Later 18th century. Two 2-storey kelp stores; forestairs to SE gables. Exposed local rubble stone; slaister pointing.
SW (PRINCIPAL) ELEVATION: central door; flanking windows (openings have been altered); 2 1st floor windows centred above. Forestair set back to right; open dog-leg stone stair; access from SW.
NW ELEVATION: plain gable; large entrance at ground floor; modern sliding double doors. Lean-to to left; large entrance.
NE ELEVATION: Store: central door; blocked up window to right; 1st floor window centred above door. Lean-to extends length of store: central door; window to left.

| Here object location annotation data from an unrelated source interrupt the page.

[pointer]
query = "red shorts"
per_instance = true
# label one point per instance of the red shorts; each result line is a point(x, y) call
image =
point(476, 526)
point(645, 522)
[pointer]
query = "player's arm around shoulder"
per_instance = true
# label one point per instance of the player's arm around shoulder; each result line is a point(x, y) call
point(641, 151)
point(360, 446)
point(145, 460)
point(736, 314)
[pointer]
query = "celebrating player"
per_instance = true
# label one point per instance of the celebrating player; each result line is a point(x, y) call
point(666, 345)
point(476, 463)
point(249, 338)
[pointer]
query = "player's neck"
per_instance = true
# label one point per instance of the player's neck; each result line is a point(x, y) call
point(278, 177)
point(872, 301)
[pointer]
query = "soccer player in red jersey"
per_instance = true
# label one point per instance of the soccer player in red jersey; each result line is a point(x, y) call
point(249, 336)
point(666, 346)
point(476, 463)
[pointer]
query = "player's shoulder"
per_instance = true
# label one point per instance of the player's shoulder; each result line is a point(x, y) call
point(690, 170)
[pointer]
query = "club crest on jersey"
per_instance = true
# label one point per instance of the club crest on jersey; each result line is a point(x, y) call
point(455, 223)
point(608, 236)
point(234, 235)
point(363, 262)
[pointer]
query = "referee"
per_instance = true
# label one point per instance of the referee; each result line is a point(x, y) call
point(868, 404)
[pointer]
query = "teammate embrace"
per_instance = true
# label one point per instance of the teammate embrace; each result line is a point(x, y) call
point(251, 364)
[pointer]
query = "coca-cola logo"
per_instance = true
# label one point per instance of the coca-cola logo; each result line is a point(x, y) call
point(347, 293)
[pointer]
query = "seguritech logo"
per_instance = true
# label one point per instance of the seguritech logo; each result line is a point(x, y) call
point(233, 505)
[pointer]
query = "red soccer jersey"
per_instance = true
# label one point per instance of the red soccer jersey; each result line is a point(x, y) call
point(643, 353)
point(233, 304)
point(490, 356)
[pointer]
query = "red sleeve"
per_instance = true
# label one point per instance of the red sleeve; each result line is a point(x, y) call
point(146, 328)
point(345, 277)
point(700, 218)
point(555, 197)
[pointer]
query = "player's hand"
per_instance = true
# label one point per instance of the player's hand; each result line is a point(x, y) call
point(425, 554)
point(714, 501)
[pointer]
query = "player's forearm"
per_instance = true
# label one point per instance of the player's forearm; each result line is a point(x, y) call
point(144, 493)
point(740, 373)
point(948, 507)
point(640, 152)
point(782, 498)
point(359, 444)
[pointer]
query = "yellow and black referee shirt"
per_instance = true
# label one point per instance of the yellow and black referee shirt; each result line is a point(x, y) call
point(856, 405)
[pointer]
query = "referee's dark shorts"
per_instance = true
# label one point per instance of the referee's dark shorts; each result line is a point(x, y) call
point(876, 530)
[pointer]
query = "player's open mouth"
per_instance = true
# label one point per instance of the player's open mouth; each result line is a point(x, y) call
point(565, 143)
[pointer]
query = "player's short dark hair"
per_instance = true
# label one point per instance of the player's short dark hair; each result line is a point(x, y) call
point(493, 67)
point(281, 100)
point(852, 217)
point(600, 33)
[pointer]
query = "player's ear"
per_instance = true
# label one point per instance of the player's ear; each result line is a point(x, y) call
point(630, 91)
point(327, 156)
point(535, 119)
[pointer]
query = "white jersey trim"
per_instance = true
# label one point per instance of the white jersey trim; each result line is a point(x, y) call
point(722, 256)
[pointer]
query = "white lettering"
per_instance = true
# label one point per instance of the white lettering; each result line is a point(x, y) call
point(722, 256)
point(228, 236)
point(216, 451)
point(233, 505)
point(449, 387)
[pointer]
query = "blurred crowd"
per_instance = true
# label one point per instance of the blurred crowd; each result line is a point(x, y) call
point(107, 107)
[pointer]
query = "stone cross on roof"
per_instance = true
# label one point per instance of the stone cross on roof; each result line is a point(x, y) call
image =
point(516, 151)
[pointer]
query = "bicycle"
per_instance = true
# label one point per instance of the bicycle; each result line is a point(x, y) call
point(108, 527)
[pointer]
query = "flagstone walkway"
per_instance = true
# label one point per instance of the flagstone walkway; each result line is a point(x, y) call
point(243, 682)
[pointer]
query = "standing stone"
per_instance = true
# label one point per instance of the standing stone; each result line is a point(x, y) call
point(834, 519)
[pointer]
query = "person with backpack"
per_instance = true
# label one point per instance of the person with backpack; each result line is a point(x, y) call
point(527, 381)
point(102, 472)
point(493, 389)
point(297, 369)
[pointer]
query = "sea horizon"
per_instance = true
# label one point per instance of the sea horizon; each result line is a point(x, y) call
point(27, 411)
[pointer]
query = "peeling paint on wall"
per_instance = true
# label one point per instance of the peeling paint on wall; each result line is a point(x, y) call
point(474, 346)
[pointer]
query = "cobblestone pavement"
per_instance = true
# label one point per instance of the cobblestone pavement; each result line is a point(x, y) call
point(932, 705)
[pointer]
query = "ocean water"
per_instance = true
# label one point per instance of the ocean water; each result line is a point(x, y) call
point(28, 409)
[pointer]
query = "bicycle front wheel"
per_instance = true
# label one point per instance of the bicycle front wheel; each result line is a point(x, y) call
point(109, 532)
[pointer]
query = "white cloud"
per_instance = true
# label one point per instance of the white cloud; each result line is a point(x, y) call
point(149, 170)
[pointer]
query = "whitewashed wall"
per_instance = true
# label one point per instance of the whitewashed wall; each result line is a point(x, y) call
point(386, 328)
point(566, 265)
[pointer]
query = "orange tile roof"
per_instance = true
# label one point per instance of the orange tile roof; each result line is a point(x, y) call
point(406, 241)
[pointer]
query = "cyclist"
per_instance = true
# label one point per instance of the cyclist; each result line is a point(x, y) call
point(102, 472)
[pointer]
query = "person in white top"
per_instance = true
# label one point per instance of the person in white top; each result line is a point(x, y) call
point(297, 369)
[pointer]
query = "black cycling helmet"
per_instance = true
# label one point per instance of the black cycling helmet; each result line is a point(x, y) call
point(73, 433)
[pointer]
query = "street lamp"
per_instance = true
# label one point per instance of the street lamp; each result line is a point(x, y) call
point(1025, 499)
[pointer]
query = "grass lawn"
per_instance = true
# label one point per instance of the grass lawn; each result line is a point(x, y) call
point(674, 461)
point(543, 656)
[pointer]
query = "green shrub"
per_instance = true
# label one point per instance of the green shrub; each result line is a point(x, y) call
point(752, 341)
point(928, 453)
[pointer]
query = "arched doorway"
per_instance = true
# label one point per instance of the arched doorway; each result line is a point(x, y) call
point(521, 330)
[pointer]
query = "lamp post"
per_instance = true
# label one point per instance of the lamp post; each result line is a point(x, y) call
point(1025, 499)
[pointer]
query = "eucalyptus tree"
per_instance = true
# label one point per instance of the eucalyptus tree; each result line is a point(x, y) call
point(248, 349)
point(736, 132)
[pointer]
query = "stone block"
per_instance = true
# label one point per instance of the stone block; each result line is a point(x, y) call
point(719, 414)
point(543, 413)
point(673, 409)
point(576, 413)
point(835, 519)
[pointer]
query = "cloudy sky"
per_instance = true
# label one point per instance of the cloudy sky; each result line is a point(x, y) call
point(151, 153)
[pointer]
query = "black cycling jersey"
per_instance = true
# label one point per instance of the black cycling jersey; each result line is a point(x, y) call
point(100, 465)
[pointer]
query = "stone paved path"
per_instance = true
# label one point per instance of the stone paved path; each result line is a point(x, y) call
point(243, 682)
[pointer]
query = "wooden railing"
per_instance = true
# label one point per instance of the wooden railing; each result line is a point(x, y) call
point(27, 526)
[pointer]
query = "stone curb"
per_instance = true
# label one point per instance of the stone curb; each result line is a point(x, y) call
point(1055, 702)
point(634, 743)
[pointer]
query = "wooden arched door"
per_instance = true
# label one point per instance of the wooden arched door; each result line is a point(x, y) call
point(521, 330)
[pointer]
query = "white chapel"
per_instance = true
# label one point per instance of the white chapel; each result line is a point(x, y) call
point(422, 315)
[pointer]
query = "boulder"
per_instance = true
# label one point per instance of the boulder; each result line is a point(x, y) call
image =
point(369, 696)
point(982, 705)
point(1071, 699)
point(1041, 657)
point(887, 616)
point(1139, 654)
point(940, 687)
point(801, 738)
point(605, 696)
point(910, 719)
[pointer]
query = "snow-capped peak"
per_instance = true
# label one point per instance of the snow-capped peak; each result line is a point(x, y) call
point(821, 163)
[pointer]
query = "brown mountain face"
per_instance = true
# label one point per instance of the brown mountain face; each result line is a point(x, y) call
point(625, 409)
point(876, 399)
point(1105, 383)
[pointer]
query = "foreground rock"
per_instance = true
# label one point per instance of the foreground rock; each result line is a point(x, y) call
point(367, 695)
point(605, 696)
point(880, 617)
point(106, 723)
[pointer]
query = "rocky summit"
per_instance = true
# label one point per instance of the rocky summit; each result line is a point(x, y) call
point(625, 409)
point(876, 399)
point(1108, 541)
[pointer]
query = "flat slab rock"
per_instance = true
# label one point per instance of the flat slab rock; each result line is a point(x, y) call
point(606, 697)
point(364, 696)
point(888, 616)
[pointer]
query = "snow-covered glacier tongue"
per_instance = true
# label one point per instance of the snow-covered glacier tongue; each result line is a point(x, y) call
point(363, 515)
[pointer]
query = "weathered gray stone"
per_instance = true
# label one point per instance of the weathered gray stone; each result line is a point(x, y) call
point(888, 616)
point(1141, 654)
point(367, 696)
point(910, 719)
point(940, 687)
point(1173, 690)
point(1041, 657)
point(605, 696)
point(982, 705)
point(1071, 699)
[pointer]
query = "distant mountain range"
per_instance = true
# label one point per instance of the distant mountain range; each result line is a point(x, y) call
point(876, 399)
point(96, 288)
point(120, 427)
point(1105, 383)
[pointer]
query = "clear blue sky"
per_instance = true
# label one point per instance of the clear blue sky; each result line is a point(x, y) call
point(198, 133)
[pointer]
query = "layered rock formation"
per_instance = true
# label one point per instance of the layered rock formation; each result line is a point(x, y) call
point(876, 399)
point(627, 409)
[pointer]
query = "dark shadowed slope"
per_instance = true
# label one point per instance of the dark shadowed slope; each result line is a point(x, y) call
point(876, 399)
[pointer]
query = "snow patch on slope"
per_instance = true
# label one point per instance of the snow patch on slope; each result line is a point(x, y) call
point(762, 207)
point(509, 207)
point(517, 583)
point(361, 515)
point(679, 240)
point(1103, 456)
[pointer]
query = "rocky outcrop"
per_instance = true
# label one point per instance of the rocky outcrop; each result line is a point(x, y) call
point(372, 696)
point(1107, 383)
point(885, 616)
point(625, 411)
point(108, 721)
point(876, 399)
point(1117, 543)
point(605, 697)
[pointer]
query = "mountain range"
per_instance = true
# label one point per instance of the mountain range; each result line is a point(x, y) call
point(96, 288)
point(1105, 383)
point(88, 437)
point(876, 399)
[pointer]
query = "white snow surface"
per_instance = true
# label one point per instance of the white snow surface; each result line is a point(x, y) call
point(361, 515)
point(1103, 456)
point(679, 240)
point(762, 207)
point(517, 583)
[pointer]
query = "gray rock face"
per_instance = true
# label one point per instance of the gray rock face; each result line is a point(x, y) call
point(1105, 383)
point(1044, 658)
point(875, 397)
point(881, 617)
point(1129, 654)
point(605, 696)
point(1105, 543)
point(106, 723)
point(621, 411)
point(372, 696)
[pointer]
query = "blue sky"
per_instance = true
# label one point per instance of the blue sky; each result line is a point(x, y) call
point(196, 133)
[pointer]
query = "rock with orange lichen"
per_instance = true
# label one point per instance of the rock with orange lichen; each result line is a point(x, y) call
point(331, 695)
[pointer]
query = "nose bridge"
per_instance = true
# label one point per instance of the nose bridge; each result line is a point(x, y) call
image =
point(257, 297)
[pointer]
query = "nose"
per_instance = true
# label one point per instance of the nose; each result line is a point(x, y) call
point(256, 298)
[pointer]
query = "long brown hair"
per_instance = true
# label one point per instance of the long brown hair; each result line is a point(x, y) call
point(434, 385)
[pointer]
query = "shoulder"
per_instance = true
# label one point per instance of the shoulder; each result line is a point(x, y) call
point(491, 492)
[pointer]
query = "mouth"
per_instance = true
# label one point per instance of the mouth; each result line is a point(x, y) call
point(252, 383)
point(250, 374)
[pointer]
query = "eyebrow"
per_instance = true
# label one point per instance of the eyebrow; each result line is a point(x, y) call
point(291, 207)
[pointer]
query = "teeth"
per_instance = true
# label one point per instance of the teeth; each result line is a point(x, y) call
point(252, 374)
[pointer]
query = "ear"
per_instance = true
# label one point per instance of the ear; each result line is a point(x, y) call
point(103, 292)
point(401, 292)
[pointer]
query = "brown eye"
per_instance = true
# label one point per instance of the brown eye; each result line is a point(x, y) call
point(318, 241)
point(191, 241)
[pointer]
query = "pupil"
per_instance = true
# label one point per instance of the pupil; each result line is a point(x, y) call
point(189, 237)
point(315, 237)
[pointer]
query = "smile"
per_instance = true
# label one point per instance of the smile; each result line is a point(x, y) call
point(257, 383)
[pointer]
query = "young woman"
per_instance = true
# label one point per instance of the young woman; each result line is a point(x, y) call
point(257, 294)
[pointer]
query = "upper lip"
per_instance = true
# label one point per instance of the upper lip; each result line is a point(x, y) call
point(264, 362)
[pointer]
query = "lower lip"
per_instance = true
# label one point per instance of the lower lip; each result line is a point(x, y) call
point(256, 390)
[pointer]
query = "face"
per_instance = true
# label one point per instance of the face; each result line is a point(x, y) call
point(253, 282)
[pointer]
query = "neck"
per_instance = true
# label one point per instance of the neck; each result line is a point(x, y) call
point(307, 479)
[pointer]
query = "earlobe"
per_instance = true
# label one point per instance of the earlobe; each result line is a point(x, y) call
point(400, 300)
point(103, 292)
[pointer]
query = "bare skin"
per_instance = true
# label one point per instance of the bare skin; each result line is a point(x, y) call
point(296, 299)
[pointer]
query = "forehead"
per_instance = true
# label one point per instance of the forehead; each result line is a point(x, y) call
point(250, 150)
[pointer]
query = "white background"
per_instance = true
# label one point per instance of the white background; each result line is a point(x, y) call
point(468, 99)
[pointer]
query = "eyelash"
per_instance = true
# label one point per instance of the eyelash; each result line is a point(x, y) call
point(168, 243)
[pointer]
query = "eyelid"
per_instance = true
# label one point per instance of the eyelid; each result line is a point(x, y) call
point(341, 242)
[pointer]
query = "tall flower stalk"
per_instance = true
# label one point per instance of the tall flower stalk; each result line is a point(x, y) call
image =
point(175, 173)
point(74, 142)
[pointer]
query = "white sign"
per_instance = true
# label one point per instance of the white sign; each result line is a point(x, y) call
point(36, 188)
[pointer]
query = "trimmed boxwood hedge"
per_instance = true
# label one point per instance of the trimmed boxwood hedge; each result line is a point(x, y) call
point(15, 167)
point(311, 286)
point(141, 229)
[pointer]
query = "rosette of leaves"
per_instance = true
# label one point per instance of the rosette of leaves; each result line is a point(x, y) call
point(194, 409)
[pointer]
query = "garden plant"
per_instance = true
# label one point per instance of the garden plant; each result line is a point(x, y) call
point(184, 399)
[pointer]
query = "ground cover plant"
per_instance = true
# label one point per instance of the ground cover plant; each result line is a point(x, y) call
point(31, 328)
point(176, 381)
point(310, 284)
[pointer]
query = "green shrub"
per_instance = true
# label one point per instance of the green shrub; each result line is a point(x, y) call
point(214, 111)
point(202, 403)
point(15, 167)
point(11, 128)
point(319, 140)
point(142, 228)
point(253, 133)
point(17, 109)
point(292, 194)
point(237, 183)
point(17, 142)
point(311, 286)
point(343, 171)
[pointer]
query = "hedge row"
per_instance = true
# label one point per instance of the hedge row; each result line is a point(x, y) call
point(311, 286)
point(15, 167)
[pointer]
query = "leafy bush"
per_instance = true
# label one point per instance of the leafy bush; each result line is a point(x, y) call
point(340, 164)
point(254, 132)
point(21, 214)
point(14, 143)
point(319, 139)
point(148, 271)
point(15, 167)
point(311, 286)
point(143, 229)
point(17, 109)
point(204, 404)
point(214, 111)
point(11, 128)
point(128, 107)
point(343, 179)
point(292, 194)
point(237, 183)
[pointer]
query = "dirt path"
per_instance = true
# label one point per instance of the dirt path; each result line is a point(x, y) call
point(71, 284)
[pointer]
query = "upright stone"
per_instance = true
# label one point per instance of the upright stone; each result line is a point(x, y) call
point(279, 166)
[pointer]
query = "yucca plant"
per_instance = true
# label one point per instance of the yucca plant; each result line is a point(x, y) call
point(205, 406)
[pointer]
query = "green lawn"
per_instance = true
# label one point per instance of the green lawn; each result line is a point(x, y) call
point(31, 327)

SE ELEVATION: forestair to left leads to 1st floor door. Ground floor window to right of stairs.
Crowstepped gables to roofless store; roofless adjoining lean-to, some slates remaining.
INTERIOR: exposed stone at ground floor; plastered 1st floor walls. Central ground and 1st floor fireplaces in SE gable. Flagstone floor remains in places.
SW (PRINCIPAL) ELEVATION: plain elevation; large central door; replacement door. Stone steps to right lead to 1st floor door in SE gable.
NW ELEVATION: plain gable.
NE ELEVATION: blocked up central door; window to right.
SE ELEVATION: forestair leads to 1st floor door positioned off centre to right.
Replacement, corrugated roof.
INTERIOR: not seen, 2000.
Tall stone walled enclosure to rear of SE store.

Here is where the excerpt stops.